Add Clusters

Runs unsupervised clustering on paths and adds the cluster assignment as a new segment column. The resulting column can be used in any widget that accepts a segment column.

This is the programmatic equivalent of the Cluster Analysis widget. Use the widget for interactive exploration and add_clusters when you want to persist cluster labels in the eventstream for downstream analysis.

Usage

es.add_clusters(
    segment_name="cluster",
    features=[
        {"metric": "length"},
        {"metric": "duration"},
        {"metric": "event_count", "metric_args": {"event": "purchase"}},
    ],
    method="kmeans",
    n_clusters=4,
    scaler="minmax",
)

Parameters

ParameterTypeDefaultDescription
segment_namestrrequiredName of the new segment column for cluster labels.
featureslist[dict]requiredMetric configs used as clustering features. Each dict has metric and optional metric_args. See Path Metrics.
methodstr"kmeans"Clustering algorithm: "kmeans" or "hdbscan".
scalerstr | None"minmax"Feature scaling: "minmax", "std", or None.
n_clustersint | NoneNoneNumber of clusters.

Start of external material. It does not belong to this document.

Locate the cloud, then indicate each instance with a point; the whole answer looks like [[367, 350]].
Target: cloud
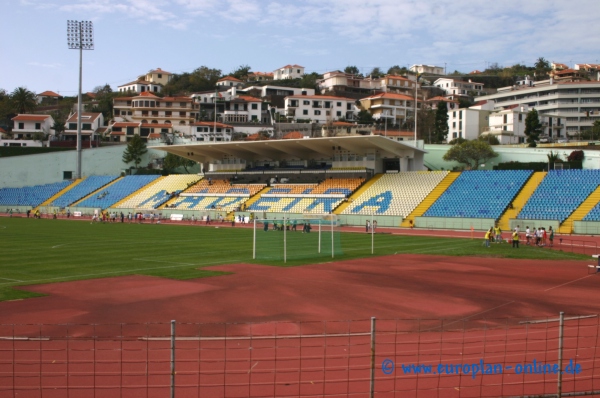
[[42, 65]]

Required for k-means.
min_cluster_sizeint | NoneNoneMinimum cluster size for HDBSCAN (default: 5).
nmf_kint | NoneNoneIf set, applies NMF to reduce features to nmf_k components before clustering.
path_id_colstr | NoneNoneOverride the path ID column.

Cluster labels

K-means clusters are labeled cluster_0, cluster_1, etc. HDBSCAN assigns noise points the label noise.